Julianadorp is zo’n dorp waarvan de structuur de typische kenmerken van een bloemkoolwijk heeft. Een bijzondere locatie met voldoende kwaliteiten, zoals de gunstige ligging tussen de Noordzee in het westen en het Noord-Hollands Kanaal in het oosten. Aan de overige twee zijden is een open polderland met bollenvelden en op vijftien minuten afstand ligt de stad Den Helder. Julianadorp is een enclave in de polder die gekenmerkt wordt door een actieve en betrokken gemeenschap van 15.000 inwoners die, omdat het dorp aan zee ligt, aangevuld wordt met bijna een miljoen bezoekers per jaar.
Bloemkoolwijken die verspreid over heel Nederland in de jaren zeventig en tachtig van de vorige eeuw werden gebouwd, ontlenen de naam aan de letterlijke uitwerking van een organisatieprincipe: woningen zijn groepsgewijs rond woonerven gesitueerd en liggen als bloemkoolroosjes aan de hiërarchisch geordende hoofdwegen, vergelijkbaar met een stam waar nieuwe takken aan groeien. Woningen kenmerken zich door een gevarieerde architectuur maar vormen samen wel een herkenbaar geheel, net als een bloemkool.

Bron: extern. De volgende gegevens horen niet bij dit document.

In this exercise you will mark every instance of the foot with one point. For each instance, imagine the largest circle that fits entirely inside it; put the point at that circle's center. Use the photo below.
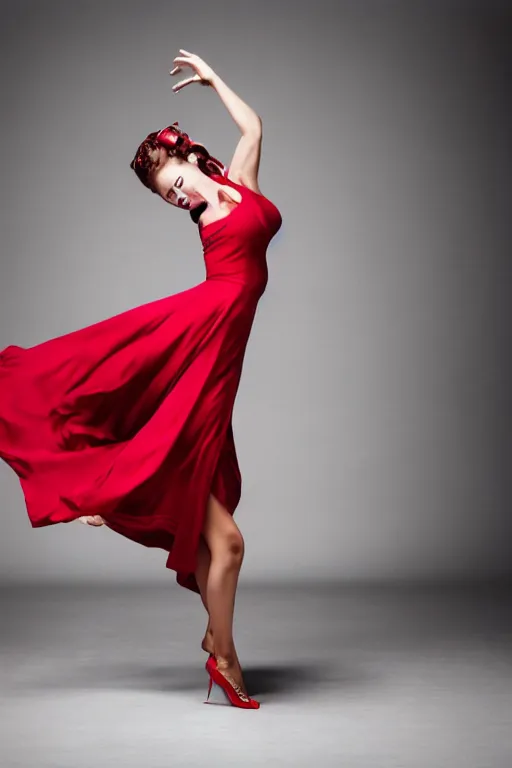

Deze wijken zijn ontwikkeld vanuit een duidelijke opvatting over leefbaarheid, saamhorigheid en de menselijke schaal. “Een paternalistische wijkgedachte waarbij alle voorzieningen voor iedereen binnen handbereik zijn”, vertelt Richard Koek, stedenbouwkundige, landschapsarchitect en partner bij Rijnboutt.
Ondanks deze mooie sociale opvattingen van toen en het gezin als hoeksteen van de samenleving, begon het eind jaren tachtig te schuren. De katholieke basis van de Nederlandse samenleving brokkelde af. Ook in de vakwereld nam de kritiek op de vorm- en karakterloze wijken toe.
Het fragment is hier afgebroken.